Padilla, a state senator from Los Angeles, and Peterson, the executive director of the Davenport Institute at Pepperdine University, topped an eight-candidate primary field to succeed Secretary of State Debra Bowen, a Democrat who is being forced out by term limits after two terms as the state’s chief elections officer.
Policy differences between Peterson and Padilla were in short supply during the amicable lunchtime candidate “conversation” hosted by the nonpartisan Public Policy Institute of California, but each contended they possessed the better résumé to turn around the office.
The next secretary of state needs to do more to reverse a trend of sagging voter participation and registration rates, particularly among Latinos, Asians and the young, they said. Both called for speeding up the processing of business paperwork filings.

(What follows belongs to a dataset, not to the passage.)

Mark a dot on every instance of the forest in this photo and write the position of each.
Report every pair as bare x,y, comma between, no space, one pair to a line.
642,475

Peterson and Padilla voiced support for Senate Bill 29, a bill on Gov. Jerry Brown’s desk that would allow election officials to count late-arriving mail ballots that had been postmarked by Election Day. And they said the office has to do a much better job making campaign-finance data available to the public.

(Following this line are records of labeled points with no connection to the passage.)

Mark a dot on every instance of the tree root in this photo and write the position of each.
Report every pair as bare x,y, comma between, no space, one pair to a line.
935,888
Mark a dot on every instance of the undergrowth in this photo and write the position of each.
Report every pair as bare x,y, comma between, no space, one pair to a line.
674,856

“There are a lot of comparable ideas and priorities,” Padilla acknowledged afterward.
“Experience matters,” said Padilla, an MIT graduate with a degree in mechanical engineering who has spent the past eight years in the Senate. “That’s the big distinction between us. I think I’m in a better position to be an effective secretary of state from Day One.”

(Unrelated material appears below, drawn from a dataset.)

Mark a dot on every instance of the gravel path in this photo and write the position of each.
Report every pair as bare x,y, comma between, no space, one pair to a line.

But Peterson, making his first run for state office, said he has a “unique background” of expertise in technology and civic engagement that would make him the better secretary of state. He also noted the speculation that Padilla might run for the U.S. Senate in 2018, if Sen. Dianne Feinstein retires.
“This office is not going to take a three-year commitment and then you’re looking up the chain,” he said. “You need to be focused on this office.”
Padilla’s campaign has raised much more money than Peterson’s. As of June 30, Padilla had almost $384,000 cash on hand after spending $2.1 million during the primary campaign. Since then, Padilla has raised $86,000. Peterson had $22,000 on hand as of June 30 and has collected $73,000 since then.
A Field Poll released this week, based on a late-August survey of 467 likely fall voters, found that Padilla had a 7-percentage-point lead over Peterson. Yet that was the smallest margin of any Democrat running statewide against a Republican, and 21 percent of likely voters were undecided, according to the survey.
The secretary of state should stay a partisan office, Padilla and Peterson said, rejecting a campaign proposal by former Fair Political Practices Chairman Dan Schnur, a Republican-turned-independent who finished fourth in the June primary.
Padilla noted that he served on the nonpartisan Los Angeles City Council and has led the League of California Cities and the National Association of Latino Elected and Appointed Officials, groups that include Republicans and Democrats.
Peterson also touted his bipartisan credentials, and mentioned the tenures of former GOP secretaries of state Bill Jones and Bruce McPherson. “This is something that Republicans actually do pretty well,” he said of the office.